Passant du collectif à l’individu, on voit les propriétés propres du numérique (ynternet.org & Bondolfi, 2016) être instrumentalisées dans des modèles d’affaires certes innovants, mais surtout foncièrement prédateurs. L’individu, son comportement, ses interactions et rêves sont capturés sous forme de données pour nourrir une économie oligopole de l’attention qui sert elle-même un capitalisme de surveillance (Zuboff, 2019) linguistique, comportemental et affectif (Favier, 2019 ; Molinier & Laugier, 2013).

Partant de ce double constat, je propose une alternative technologiquement solide, ancrée dans la pratique localisée d’enseignement et politiquement engagée (= responsable et durable). Malgré la tendance de l’externalisation/virtualisation de l’effort numérique par le cloud (XaaS), ce sont surtout les terminaux, et leur cycle de vie complexe, qui ont des conséquences environnementales crasses (Flipo et al., 2009). Faire durer la phase d’usage des ordinateurs, portables et ordinophones figure comme une piste sérieuse pour un usage durable du numérique (Institut du Numérique Responsable, 2020). Pour contrer l’obsolescence programmée (vendor lock-in, écosystèmes clos), la philosophie du libre (Cardon, 2019 ; Free Software Foundation, 2021), sa communauté FOSS et les systèmes d’opération (OS) GNU/Linux forment un socle éthique, communautaire et technique solide.

Dans ce cadre, une réhabilitation de vieilles machines constitue également une opportunité pour l’individu de s’approprier (Capucine, Blandine, & Jérôme, 2020) un outil qui serve sa réalisation personnelle plutôt qu’une économie dont le moteur est l’exploitation aliénante de l’humain par l’humain.

Le choix des ordinosaures pour l’éducation numérique à l’école publique est certes à contre-courant. Il y a donc la nécessité d’éprouver sa faisabilité.
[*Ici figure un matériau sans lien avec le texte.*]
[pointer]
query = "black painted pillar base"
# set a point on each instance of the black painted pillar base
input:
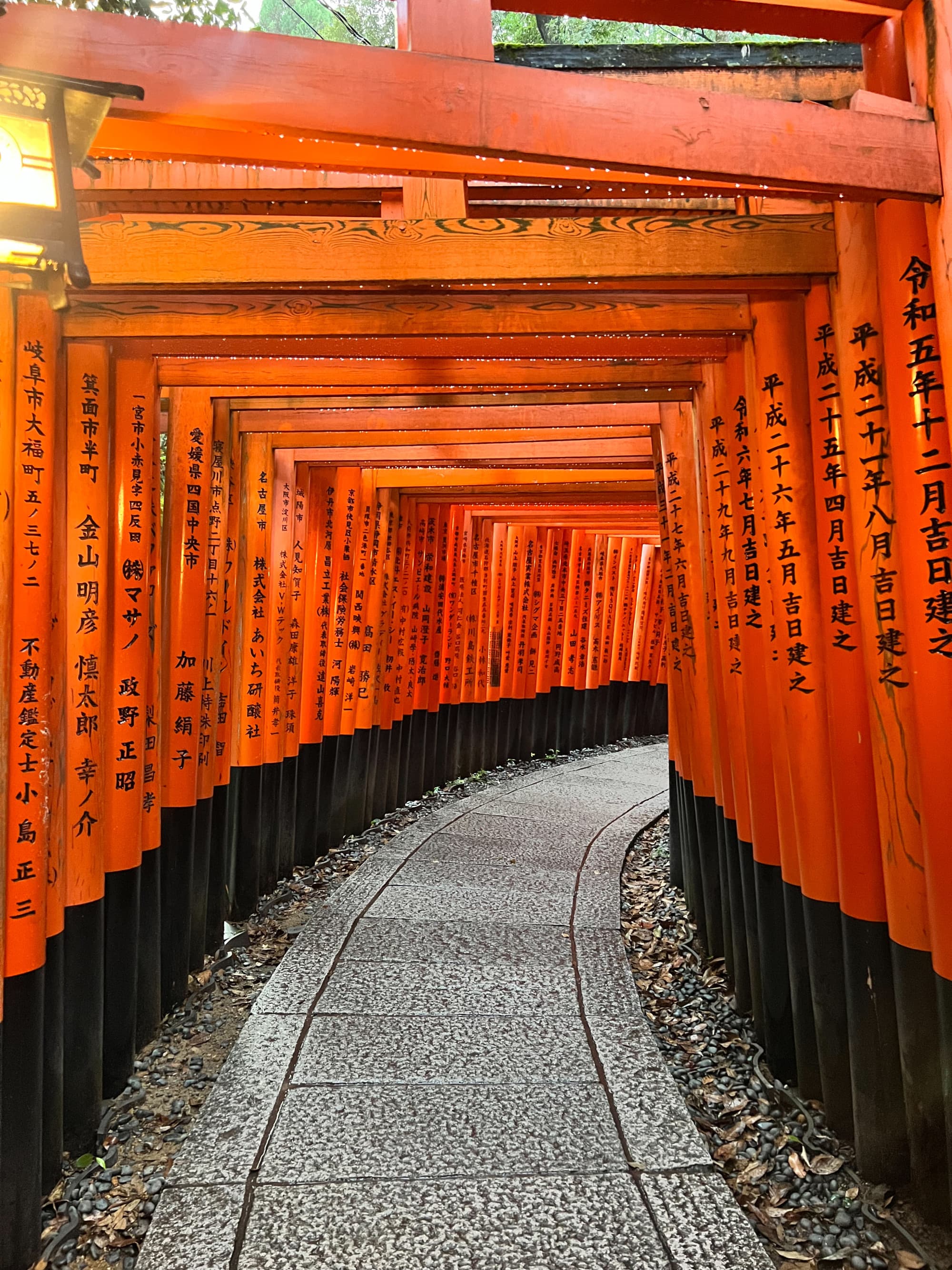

Pour ce faire, un travail de recherche en quatre axes est mené :

  • confronter les besoins en ressources matérielles (CPU, RAM et périphériques) des usages scolaires aux machines effectivement utilisées ;
  • analyser les discours des autorités scolaires ou de politiques éducatives pour identifier les enjeux de tension entre numérisation de l’école et durabilité ;
  • décrire un processus détaillé, tenant compte des contraintes de chaque acteurice, pour le reconditionnement de machine de seconde main pour les usages scolaires ;

pour finalement implémenter en contexte réel ces ordinosaures et éprouver la compatibilité avec les usages et les perceptions des différents acteurs concernés (enseignants, élèves, directions…).